|Title||The perceptions of community members towards leprosy and persons affected by leprosy in Chandauli District, India.|
|Academic Department||Vrije Universiteit Amsterdam|
|Type of Work||Masters Thesis|
|Year of Publication||2017|
|Number of Pages||68|
|Keywords||Community perception, Education, Knowledge, Leprosy|
Introduction: Leprosy is a chronic, infectious disease resulting in serious disability when left untreated. Early detection, diagnosis and treatment of the disease is often hampered by leprosy-related stigma. In Chandauli District relatively high incidence and prevalence rates are reported, thus here community education, complementary to other interventions, is implemented. Education, however, is only effective if adapted to the local reality. Therefore, the goal of this study was to provide a deeper understanding of the prevailing perceptions about leprosy, including leprosy-related stigma in Chandauli District, to develop locally appropriate, tailor-made education.
Methods: A cross-sectional study with a survey design, incorporating mixed-methods was conducted among 371 leprosy-unaffected community members. Participants were asked to complete a knowledge questionnaire, supplemented with the leprosy-adjusted EMIC-CSS and SDS. Additionally, semi-structured interviews were conducted with community members and local health care workers.

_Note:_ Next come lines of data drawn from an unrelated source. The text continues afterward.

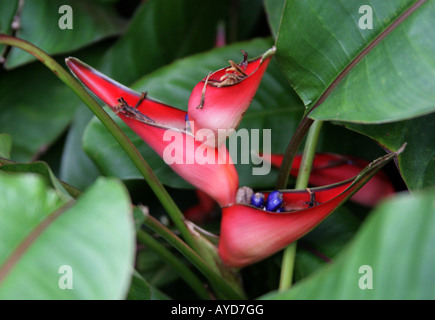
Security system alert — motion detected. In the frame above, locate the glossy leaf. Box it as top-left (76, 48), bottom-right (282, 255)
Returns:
top-left (127, 271), bottom-right (152, 300)
top-left (0, 0), bottom-right (18, 54)
top-left (85, 39), bottom-right (303, 187)
top-left (6, 0), bottom-right (123, 68)
top-left (66, 58), bottom-right (238, 205)
top-left (270, 153), bottom-right (394, 206)
top-left (0, 174), bottom-right (135, 299)
top-left (98, 0), bottom-right (229, 84)
top-left (262, 192), bottom-right (435, 300)
top-left (59, 106), bottom-right (99, 189)
top-left (277, 0), bottom-right (435, 123)
top-left (264, 0), bottom-right (285, 39)
top-left (346, 113), bottom-right (435, 191)
top-left (0, 133), bottom-right (12, 159)
top-left (0, 63), bottom-right (79, 162)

Results: A significant lack of knowledge or incorrect knowledge regarding the cause, symptoms, timeline and controllability of leprosy was reported amongst community members in Chandauli District. Furthermore, relatively high levels of negative attitudes were found, as over 94% of all participants harboured negative attitudes towards leprosy-affected people. Educational, religion, profession and knowing someone with leprosy significantly influenced these levels of negative attitudes, whereas age and gender did not. Marriage was most affected by leprosy-related stigma, from both a community and individual point of views. Also, an inverse relationship between leprosy-related knowledge and negative attitudes is reported here.
Discussion and conclusion: Community education should focus on increasing correct leprosy-related knowledge and decrease misconceptions. It is recommended to complement educational sessions with the involvement of stereotype-defeating persons affected by leprosy, visualization exercises and one-on-one counselling, to decrease leprosy-related stigma and to generate empathy. Additionally, regional key persons and religious leaders should be involved in community education, to enhance a change in attitudes. If necessary, gender-specific educational sessions could be organised. The use of visual material is necessary to circumvent illiteracy amongst community members. Local beliefs, such as those in the effectiveness of Ayurvedic medicine, should not be disregarded, but should be integrated into education.